The cost of the Phoenix rising is a heap of ashes.
On the other hand, let us return to the issues I mentioned earlier, in the light of this image of transformed and renewed life, rather than that of death and resurrection.
I don’t wish the death of the environment, but environmental renewal is something I can fervently hope for and commit myself to achieving. I don’t want to see the Uniting Church die, but transformation of the life of the Uniting Church is a goal I can both advocate in prayer and will work toward in practice.
In these examples, and perhaps for many other issues in our world, the theme of renewal and transformation is a useful addition to the motif of death and resurrection.
Turning full circle, to where I began this piece with the unusual condition of synaesthesia and to the truth that the same world can be experienced in wildly different ways: I wonder if a part of the renewal, the transformation that is offered by the Easter story, is actually an ability to see the world in a new and creative light.
It’s not that we are suddenly removed to another world but that we experience the world in which we live in radically different ways that others might not suspect.
We are both called and empowered to see humans as Jesus did: to see the potential in the social outcast; to recognise the face of Christ in the stranger, the needy or the prisoner. We are invited and enabled to see our world as Jesus did — a place where the Kingdom of God has come among us and where God’s rule can spread like a wild mustard bush or rise up like yeast in dough.
We are called to be people who see life where others might see death, who know hope while others fall into despair.
And this is not simply a spiritualised view of the world. We are not imagining some fairy story world of joy and peace to replace the pain and turmoil in our own world. Nor are we overlaying a layer of spiritual happiness over the top of real physical and emotional struggles, sorrow and angst.
Rather, we are enabled to see the vision of the God who was in Christ for our own physical world; to see the justice, reconciliation and peace which can be a reality. “Your kingdom come, your will be done, on earth as in heaven.”
But the people of Christ are also unlike the synaesthete in clear and important ways. Our condition comes not from some as yet unknown blending of genetics and environment, entirely intransmissible. Our experience of the world is not a subjective thing, forever unique and forever trapped within our own skulls. Our vision of the future does not have to remain a private one.
Instead, through the power of the Easter Christ and the Spirit sent from God, we are gifted with a vision which may be, which must be, shared with others.
Our faith communities are to be places where this odd way of understanding the world is nurtured and developed.
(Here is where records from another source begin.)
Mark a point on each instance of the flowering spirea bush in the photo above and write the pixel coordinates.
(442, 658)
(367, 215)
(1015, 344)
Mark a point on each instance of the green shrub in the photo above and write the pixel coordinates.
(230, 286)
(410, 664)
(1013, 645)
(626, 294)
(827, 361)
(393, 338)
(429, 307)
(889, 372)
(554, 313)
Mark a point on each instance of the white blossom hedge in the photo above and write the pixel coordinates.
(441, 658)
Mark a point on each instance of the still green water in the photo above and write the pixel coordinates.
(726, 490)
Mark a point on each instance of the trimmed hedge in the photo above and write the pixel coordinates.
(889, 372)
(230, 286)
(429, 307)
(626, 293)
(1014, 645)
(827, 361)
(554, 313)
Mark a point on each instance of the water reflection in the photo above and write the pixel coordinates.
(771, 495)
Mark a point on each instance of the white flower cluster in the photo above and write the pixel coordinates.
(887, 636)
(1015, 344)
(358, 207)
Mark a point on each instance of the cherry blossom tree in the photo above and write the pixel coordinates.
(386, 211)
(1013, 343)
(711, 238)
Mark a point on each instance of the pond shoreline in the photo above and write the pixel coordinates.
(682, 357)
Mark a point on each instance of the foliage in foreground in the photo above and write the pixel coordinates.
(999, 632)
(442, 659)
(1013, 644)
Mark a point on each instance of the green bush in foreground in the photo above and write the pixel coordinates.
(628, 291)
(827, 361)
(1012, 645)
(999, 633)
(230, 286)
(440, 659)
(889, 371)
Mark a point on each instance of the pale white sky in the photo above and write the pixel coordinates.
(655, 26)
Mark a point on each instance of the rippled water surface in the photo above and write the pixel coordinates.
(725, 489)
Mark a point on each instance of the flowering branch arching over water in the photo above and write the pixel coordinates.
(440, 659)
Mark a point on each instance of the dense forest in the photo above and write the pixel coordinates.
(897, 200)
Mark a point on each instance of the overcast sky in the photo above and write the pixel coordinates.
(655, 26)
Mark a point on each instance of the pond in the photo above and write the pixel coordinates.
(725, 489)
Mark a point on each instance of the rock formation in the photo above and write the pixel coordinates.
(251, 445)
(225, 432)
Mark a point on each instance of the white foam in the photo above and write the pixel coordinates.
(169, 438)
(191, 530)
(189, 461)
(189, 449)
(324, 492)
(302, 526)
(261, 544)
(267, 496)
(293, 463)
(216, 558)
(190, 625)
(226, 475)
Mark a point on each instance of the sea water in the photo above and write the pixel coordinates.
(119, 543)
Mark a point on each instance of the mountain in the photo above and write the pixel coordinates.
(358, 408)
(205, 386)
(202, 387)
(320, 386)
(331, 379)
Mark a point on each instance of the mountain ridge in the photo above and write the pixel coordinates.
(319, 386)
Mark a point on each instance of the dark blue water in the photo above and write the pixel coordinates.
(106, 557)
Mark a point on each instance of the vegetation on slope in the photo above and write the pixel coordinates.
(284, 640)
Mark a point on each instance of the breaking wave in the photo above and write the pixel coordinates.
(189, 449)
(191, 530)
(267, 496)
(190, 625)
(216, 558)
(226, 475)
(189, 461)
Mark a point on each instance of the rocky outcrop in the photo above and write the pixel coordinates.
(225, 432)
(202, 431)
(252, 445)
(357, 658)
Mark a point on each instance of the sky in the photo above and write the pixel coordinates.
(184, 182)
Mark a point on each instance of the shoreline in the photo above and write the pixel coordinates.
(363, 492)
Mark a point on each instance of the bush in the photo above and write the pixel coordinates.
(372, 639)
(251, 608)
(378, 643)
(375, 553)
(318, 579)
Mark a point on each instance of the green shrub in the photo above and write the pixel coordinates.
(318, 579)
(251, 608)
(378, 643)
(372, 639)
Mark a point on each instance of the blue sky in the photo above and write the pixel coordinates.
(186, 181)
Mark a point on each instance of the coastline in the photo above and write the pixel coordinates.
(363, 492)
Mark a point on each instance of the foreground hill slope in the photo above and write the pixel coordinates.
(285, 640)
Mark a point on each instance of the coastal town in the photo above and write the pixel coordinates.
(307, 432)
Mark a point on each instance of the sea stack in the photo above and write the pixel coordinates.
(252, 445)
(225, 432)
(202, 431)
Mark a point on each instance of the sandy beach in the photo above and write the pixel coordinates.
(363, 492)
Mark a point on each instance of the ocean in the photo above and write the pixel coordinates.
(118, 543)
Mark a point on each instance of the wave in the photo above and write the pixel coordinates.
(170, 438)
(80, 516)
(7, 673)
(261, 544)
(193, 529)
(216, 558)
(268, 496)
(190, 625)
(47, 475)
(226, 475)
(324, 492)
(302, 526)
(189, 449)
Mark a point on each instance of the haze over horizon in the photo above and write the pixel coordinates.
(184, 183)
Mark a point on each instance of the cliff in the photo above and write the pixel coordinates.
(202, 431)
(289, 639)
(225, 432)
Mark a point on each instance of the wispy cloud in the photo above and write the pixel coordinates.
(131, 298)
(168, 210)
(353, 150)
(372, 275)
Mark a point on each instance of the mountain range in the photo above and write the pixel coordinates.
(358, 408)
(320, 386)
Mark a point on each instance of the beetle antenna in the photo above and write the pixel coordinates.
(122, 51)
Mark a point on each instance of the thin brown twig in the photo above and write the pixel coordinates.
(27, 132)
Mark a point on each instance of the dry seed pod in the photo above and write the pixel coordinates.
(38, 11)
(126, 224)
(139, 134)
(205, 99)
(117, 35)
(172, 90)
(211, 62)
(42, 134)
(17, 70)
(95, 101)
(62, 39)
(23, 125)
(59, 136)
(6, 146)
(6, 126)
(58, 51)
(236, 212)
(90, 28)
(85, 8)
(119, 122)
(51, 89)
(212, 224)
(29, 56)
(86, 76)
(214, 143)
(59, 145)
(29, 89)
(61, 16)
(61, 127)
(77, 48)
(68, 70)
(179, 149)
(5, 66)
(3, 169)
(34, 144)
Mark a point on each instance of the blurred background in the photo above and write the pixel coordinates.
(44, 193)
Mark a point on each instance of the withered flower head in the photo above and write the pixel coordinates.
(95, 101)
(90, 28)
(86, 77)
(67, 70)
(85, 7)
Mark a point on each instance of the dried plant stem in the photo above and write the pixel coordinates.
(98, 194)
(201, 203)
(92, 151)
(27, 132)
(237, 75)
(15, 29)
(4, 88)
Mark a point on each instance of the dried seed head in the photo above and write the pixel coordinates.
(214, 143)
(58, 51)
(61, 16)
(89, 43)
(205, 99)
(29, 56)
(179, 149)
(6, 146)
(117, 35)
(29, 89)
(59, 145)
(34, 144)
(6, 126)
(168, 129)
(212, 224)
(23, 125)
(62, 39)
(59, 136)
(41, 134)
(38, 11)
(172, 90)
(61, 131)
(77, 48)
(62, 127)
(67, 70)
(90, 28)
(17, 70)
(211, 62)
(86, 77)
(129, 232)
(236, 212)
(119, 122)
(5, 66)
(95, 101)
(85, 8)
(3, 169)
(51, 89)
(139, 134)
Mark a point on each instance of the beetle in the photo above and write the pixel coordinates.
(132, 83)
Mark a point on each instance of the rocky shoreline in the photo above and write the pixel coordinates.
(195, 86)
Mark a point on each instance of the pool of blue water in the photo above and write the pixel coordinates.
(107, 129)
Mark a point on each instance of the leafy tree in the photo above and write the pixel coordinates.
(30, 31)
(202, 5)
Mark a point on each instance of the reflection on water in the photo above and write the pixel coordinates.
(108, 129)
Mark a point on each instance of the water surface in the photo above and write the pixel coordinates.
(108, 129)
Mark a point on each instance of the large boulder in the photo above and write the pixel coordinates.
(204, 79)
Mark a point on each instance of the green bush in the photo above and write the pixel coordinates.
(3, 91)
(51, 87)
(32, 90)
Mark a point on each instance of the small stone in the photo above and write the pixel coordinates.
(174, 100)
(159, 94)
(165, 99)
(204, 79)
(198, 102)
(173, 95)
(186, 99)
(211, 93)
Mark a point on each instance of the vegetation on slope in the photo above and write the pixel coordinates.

Unlike the solitary figure in The Soloist, seeing the colours and shapes of the music in the isolation of his own head, we are called to paint, sing, sculpt, dance and cook our new experience!
We are called to live changed and renewed lives so that others may also experience transformation.
Most importantly of all, we are called not just to hold a different perspective but to give life to our new creative vision. We are to put flesh on our hope, to transform the very world into our Easter imagination of what might be.
The final scene of The Soloist shows an auditorium full of people listening to an orchestra perform. Nathaniel sits alongside the three other people whose lives have entwined with his. But they are not alone. The entire audience is being taken on a journey by the beauty of the music. Each one may be experiencing the sounds in different ways.
But they are travelling together.
Lindsay Cullen is an adult education consultant at the ELM Centre.